The main reason is better weather in Brazil, which has resulted in that country’s coffee crop estimate being revised upwards by 3% from its previous estimate, according to a recent US Department of Agriculture report. Even then, its output in 2014-15 is expected to be 6% lower than last year’s figure. Brazil is the main producer of Arabica, a premium variety compared with Robusta.

The International Coffee Organization’s Brazilian Arabica benchmark is down 6% since the start of December. The fall in Arabica prices seems to be affecting the Robusta variety as well, which is down by 4%. The steep increase in Arabica prices had seen companies blend more of Robusta in their coffee, to keep retail prices in check. In 2014, till November, the monthly average price of the Brazilian Arabica variety had risen by 59%, while Robusta was up by 17%.

India is a Robusta-growing country, a variety favoured by instant coffee companies and accounts for 69.4% of output in 2014-15, according to the government’s Coffee Board. It’s a good year for coffee growers, as domestic output in 2014-15 is estimated to be higher by 13.2%, though the cheaper Robusta takes the lion’s share of the credit with an 18.3% increase, while Arabica is estimated to increase by 3.2%. The Arabica-growing areas were hit by dry weather that resulted in pests damaging the crop.
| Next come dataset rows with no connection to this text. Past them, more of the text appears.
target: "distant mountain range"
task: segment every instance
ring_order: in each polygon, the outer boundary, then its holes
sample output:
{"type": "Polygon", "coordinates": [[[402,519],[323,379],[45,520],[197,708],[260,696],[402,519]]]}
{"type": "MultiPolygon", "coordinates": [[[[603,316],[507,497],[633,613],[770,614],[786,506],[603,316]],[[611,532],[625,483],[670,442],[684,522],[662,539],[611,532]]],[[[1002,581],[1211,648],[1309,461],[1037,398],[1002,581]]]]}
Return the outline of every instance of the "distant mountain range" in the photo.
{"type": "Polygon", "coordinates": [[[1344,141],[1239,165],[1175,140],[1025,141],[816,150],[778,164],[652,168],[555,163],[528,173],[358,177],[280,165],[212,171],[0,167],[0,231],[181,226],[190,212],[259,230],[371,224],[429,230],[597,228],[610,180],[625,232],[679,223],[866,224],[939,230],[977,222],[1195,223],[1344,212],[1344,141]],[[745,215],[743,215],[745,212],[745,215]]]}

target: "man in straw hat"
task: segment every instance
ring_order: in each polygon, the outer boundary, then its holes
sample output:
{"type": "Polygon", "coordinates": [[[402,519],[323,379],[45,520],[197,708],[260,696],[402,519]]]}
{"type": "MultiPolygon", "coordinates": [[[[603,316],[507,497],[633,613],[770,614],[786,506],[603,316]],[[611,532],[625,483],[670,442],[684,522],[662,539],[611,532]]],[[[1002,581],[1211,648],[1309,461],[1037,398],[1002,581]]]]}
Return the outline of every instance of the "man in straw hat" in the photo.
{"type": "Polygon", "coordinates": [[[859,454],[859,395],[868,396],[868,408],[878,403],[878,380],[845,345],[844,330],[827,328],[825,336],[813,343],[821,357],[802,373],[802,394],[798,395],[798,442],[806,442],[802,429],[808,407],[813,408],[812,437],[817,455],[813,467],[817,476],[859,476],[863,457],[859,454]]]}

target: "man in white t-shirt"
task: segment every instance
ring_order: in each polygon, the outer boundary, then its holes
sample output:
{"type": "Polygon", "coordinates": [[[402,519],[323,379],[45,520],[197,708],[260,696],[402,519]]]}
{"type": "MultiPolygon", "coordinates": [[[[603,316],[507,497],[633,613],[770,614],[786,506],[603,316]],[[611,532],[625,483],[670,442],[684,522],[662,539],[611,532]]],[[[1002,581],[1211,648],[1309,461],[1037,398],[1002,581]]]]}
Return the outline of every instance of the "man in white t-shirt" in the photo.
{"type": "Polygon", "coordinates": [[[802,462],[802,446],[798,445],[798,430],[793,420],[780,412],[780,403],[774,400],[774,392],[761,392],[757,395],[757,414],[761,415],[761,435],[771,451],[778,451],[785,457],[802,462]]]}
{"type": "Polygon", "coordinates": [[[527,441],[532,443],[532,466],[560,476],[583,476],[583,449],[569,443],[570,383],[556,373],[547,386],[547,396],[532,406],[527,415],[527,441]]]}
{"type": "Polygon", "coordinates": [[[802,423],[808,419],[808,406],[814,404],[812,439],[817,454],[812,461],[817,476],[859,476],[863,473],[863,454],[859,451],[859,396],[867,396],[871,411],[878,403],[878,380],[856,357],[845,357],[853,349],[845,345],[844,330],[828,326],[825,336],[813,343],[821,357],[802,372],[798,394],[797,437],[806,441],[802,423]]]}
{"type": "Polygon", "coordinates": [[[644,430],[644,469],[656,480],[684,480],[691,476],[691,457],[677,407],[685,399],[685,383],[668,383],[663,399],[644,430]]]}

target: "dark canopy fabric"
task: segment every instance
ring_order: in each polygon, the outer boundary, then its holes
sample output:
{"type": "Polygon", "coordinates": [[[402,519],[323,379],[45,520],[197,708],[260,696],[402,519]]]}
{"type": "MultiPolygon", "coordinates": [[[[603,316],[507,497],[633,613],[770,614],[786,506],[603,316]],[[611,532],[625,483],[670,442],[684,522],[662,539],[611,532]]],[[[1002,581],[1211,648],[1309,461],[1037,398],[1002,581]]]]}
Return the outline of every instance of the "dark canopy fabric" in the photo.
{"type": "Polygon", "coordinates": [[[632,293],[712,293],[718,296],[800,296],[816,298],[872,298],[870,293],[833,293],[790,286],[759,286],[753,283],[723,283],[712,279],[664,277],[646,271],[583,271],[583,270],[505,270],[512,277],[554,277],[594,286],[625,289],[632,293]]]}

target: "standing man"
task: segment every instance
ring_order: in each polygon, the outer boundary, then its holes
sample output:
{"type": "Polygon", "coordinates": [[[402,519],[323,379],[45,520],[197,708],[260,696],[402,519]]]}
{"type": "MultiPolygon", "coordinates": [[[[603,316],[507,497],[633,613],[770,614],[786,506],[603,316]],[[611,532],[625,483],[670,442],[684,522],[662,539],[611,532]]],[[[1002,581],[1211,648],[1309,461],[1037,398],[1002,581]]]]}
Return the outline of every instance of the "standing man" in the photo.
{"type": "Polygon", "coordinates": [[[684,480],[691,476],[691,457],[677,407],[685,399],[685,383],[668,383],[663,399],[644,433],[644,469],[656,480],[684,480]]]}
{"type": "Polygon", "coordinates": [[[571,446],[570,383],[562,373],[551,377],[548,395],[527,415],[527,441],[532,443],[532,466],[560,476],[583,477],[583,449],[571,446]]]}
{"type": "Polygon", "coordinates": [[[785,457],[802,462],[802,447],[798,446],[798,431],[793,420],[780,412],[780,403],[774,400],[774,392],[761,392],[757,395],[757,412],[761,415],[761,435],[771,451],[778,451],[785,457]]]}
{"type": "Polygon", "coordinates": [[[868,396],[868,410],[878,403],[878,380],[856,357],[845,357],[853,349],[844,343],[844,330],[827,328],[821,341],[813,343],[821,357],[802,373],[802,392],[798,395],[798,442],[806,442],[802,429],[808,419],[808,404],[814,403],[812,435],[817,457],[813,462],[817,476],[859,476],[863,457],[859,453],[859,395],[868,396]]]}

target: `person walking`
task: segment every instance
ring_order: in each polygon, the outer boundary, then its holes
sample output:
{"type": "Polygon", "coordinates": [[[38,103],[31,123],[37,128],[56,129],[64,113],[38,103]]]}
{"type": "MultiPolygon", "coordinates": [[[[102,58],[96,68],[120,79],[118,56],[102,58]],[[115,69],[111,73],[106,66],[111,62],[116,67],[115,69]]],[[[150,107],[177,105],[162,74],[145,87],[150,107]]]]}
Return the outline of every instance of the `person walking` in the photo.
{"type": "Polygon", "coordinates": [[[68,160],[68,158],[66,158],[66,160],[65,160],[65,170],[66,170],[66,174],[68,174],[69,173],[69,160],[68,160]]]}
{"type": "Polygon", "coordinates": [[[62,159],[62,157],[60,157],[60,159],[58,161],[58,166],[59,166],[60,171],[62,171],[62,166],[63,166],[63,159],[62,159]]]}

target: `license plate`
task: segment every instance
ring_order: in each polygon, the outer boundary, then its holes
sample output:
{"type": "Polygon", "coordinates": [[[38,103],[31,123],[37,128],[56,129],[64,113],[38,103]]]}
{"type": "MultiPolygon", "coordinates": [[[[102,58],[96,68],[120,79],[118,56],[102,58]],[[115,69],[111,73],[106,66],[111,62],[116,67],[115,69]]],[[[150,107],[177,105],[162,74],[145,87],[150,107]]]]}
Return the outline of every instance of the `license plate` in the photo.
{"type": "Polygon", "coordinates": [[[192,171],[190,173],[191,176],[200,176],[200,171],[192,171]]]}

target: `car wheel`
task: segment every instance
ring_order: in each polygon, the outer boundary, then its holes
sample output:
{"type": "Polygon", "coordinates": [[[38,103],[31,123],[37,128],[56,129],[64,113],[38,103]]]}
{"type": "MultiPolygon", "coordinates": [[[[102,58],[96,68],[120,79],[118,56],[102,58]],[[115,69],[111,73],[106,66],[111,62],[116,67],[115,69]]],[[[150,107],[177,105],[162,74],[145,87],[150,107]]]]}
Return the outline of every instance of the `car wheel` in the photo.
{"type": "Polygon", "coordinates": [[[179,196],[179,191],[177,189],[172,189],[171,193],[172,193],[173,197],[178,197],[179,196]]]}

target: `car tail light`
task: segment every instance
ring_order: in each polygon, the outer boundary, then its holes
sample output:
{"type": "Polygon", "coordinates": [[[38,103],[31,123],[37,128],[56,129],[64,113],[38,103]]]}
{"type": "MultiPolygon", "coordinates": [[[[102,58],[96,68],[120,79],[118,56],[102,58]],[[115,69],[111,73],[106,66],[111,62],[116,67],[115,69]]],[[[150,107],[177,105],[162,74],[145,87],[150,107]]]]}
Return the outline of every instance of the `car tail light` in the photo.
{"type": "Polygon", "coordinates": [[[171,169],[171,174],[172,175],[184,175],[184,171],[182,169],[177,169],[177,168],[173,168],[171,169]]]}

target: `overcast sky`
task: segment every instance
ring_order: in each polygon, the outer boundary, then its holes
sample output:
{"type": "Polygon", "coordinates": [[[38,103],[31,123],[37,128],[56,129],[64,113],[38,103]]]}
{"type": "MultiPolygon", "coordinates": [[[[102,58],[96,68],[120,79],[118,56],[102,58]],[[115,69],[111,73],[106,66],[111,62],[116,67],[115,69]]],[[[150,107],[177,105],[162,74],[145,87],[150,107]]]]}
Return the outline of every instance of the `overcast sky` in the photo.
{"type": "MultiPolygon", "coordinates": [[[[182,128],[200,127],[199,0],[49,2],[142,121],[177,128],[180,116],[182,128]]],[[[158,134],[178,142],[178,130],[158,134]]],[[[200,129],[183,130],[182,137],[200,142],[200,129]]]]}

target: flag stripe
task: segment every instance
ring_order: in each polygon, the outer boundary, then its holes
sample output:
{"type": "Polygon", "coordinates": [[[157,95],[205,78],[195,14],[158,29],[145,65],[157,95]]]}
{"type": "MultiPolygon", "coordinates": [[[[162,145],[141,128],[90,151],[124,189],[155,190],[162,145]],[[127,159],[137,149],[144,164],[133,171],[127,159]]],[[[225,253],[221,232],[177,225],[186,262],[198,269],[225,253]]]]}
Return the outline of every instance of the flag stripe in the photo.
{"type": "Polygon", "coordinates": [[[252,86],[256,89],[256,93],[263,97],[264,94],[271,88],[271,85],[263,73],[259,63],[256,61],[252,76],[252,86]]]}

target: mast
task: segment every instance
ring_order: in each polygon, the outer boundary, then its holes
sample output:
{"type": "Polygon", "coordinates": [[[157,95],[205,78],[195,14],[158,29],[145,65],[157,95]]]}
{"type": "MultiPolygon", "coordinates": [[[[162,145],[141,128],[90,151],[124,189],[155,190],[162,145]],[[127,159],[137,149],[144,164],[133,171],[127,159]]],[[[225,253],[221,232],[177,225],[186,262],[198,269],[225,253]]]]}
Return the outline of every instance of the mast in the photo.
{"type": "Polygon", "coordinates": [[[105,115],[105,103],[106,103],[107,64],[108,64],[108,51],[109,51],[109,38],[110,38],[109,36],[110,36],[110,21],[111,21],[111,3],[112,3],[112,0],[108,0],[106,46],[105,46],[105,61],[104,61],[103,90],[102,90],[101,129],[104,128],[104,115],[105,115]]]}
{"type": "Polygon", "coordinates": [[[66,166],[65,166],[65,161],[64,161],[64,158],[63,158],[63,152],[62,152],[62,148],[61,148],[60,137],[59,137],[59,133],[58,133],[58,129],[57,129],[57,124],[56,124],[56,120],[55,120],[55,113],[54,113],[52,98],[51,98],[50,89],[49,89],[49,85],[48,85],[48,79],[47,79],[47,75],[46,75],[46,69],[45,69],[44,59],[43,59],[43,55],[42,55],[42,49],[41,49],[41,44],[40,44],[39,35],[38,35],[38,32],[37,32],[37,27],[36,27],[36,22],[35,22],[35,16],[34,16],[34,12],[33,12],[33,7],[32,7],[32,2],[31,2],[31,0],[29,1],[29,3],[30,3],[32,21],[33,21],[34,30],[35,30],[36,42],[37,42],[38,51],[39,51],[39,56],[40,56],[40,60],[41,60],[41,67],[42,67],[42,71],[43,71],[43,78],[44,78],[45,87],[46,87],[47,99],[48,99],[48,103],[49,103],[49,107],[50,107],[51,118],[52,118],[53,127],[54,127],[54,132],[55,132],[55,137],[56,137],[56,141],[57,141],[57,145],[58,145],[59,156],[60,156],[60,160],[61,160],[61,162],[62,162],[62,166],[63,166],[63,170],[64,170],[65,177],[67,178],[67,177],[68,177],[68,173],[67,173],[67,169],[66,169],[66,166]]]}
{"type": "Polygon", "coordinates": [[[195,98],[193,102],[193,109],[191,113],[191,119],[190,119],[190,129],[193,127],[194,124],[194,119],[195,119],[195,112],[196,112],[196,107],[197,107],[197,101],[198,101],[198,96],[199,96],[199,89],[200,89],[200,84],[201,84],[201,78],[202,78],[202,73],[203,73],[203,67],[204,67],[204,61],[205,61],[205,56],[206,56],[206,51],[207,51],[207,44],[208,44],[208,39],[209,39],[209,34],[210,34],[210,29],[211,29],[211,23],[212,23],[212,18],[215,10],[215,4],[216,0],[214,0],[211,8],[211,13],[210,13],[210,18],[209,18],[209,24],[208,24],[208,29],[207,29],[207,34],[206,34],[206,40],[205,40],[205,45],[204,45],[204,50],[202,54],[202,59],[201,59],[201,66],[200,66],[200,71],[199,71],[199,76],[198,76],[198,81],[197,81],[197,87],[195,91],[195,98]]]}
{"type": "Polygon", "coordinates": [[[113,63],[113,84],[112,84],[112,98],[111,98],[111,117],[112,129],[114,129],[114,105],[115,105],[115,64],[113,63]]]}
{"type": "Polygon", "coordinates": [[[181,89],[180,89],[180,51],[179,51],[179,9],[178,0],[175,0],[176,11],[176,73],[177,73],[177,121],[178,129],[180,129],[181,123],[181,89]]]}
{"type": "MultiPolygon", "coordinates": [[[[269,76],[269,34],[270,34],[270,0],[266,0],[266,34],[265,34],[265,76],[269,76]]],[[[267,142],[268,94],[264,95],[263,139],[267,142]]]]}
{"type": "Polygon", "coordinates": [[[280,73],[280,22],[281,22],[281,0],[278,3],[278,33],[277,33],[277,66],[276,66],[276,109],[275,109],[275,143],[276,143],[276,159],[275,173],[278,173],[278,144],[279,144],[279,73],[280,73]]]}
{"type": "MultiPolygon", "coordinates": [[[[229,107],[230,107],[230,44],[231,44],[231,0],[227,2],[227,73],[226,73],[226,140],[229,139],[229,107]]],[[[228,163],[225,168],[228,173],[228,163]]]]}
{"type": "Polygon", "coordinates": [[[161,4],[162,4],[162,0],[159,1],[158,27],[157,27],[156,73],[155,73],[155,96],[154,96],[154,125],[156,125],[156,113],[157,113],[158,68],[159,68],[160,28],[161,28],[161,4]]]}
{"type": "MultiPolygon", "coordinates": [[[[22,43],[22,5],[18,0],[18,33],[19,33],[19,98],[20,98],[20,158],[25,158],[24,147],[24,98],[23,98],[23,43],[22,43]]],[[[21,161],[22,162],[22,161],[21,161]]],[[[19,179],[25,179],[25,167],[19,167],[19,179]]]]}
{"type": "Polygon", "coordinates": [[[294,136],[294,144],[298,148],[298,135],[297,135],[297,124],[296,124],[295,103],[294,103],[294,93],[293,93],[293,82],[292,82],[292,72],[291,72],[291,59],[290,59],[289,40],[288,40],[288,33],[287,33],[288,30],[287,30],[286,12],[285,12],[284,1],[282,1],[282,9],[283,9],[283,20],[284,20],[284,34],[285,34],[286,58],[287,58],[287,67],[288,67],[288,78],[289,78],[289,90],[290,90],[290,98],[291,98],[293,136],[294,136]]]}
As of now, Indian plantation companies are comfortable with both higher output and prices. Also, even if Brazil’s improving weather situation results in Arabica prices falling, the impact will be limited on Indian companies, who are more dependent on Robusta. Vietnam, a main grower of Robusta, is expected to see a slight decrease in its coffee production in 2014-15. Unless Robusta prices fall significantly, the situation appears in the favour of plantation companies, though consumers will perhaps end up paying a stiffer price for a drink that anyway is more expensive than tea.